Yesterday, a trans Pride street crossing was unveiled in the north London borough of Camden—the first of its kind. Mayor Sabrina Francis met with Labour councilors and local community organizers to celebrate the unveiling.

One of the Camden councilors present, Danny Beales, described the crossing as “a clear statement that everyone is welcome in Camden.” Following one of the UK’s largest news organizations attacking trans people, the statement is very much warranted.

Forum+, an LGBT advocacy group operating in the Camden area, said they were also “proud to have participated in the unveiling of the first ever Trans Crossing in Camden!”

The Pride flag can be found at the Marchmont Street and Tavistock Place crossing, near Britain’s oldest queer bookstore Gay’s the Word. In addition to having been the only LGBT bookshop in the UK for a period of time, it hosted readings to help bring several queer writers to prominence and served as a meeting place for the labour movement Lesbians and Gays Support the Miners in the 80s.

Unveiling a trans Pride flag at the heart of such a historic LGBT location in London sends a message that trans rights are inextricable from the liberation of queer people as a whole. In the UK in particular, this fact has been intensely under siege.

Just recently, after Josh Cavallo became the world’s only openly gay pro footballer, LGB alliance—a UK-based anti-trans queer group—attempted to claim him as one of their own.

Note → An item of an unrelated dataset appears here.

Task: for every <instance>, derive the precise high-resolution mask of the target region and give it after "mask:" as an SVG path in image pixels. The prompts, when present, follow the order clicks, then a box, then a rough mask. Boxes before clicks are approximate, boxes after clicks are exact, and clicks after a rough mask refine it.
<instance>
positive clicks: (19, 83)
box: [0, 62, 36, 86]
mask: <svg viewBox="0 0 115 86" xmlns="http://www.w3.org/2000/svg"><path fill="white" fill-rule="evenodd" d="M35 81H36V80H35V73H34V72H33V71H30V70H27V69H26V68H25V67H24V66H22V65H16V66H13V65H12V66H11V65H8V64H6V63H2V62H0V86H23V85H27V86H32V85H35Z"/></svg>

They shared a celebratory tweet, to which he replied with the simple hashtag: “LGB with the T.”

Of course, a trans Pride crossing will not single-handedly change the tide of TERFdom creeping across the UK. But for the time being, it can be a small reminder to the thousands of passersby who walk through this queer district that trans people are, and always have been, at the heart of gay rights.